Fibrocell Science, Inc. (OTC: FCSC) announced today that Christine St.Clare, a former KPMG LLP partner, joined the Company’s Board of Directors effective February 21, 2013. She will serve as Chair of the Audit Committee. The Fibrocell Board now consists of seven members.
Ms. St.Clare recently completed a 35-year career with KPMG where she served a four-year term on the firm’s Board of Directors and chaired the board’s Audit and Finance Committee. As an Audit Partner, she served as the Engagement Partner for some of KPMG’s largest clients. She then assumed the position as an Advisory Partner for the firm’s Advisory Practice focusing on the Internal Audit, Risk and Compliance Practice. Concurrently, she was the Partner-in-Charge of the Southeast Consumer Markets practice.
“We are delighted to welcome Christine to our Board of Directors,” said David Pernock, Chief Executive Officer and Board Chair of Fibrocell Science. “She is highly regarded and brings a rich level of expertise that is especially important to our future growth.”
Ms. St.Clare has also played a leadership role in developing programs and initiatives to encourage the retention and advancement of women into meaningful positions.
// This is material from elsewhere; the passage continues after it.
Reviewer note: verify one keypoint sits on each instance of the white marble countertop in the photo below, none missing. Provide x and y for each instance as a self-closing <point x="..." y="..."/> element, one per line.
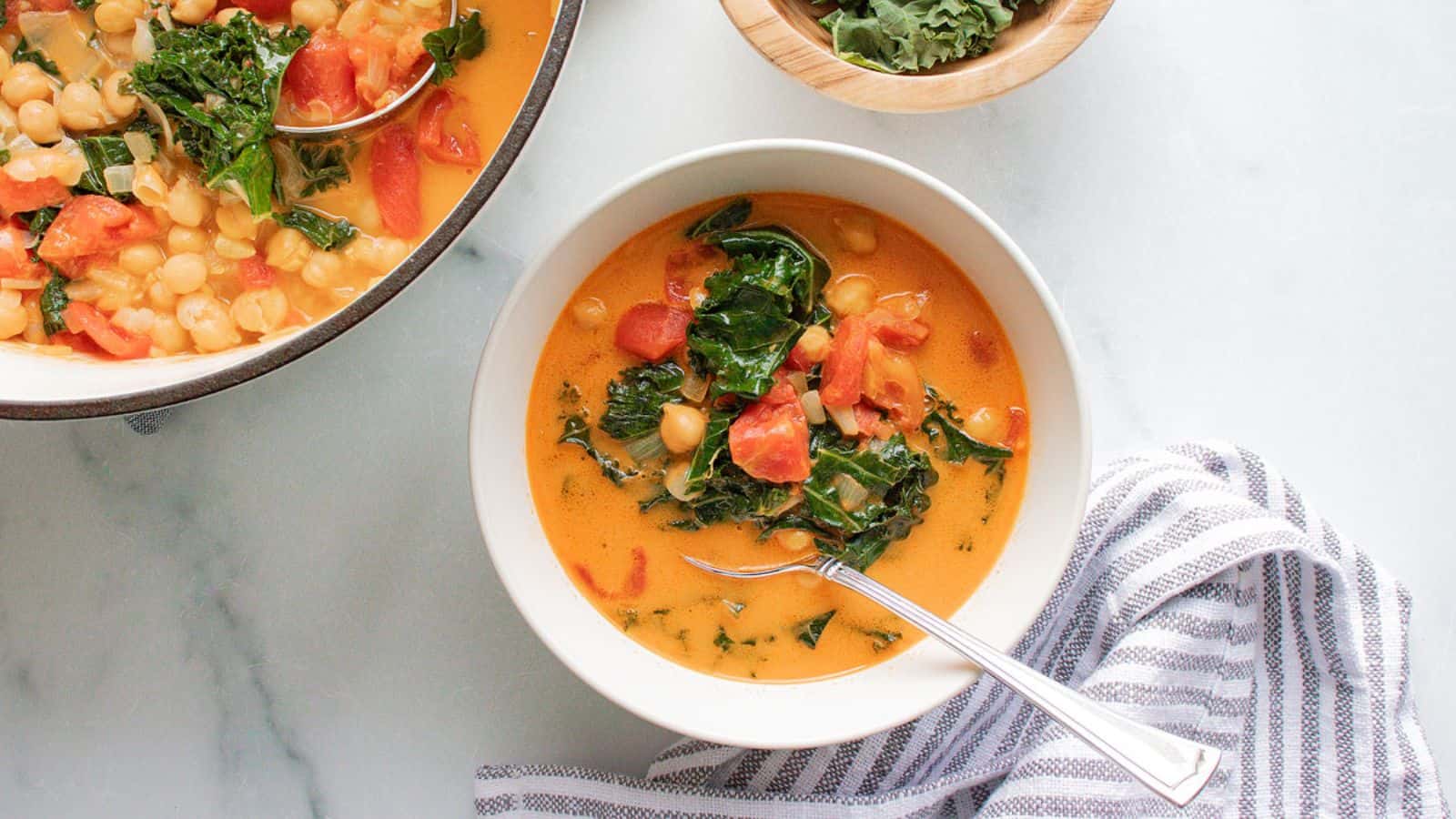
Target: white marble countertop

She was a founding member of KPMG’s Women’s Advisory Board reporting to the firm’s U.S. Chairman. She currently serves on the advisory boards of Houlihan Lokey, a midsize global, advisory-focused investment bank, Women Corporate Directors, and Emory University’s Goizueta Business School.
About Fibrocell Science, Inc.
Fibrocell Science, Inc. (FCSC) is an autologous cellular therapeutic company focused on the development of innovative products for aesthetic, medical and scientific applications. Fibrocell Science is committed to advancing the scientific, medical and commercial potential of autologous skin and tissue, as well as its innovative cellular processing technology and manufacturing excellence. For additional information, please visit
All statements in this press release that are not based on historical fact are “forward-looking statements” within the meaning of the Private Securities Litigation Reform Act of 1995 and the provisions of Section 27A of the Securities Act of 1933, as amended, and Section 21E of the Securities Exchange Act of 1934, as amended. While management has based any forward-looking statements contained herein on its current expectations, the information on which such expectations were based may change. These forward-looking statements rely on a number of assumptions concerning future events and are subject to a number of risks, uncertainties, and other factors, many of which are outside of the Company’s control, that could cause actual results to materially differ from such statements. Such risks, uncertainties, and other factors include, but are not necessarily limited to, those set forth under Item 1A “Risk Factors” in the Company’s Annual Report on Form 10-K for the year ended December 31, 2011, as updated in “Item 1A. Risk Factors” in the Company’s Quarterly Reports on Form 10-Q filed since the annual report. The Company operates in a highly competitive and rapidly changing environment, thus new or unforeseen risks may arise. Accordingly, investors should not place any reliance on forward-looking statements as a prediction of actual results. The Company disclaims any intention to, and undertakes no obligation to, update or revise any forward-looking statements. Readers are also urged to carefully review and consider the other various disclosures in the Company’s public filings with the SEC.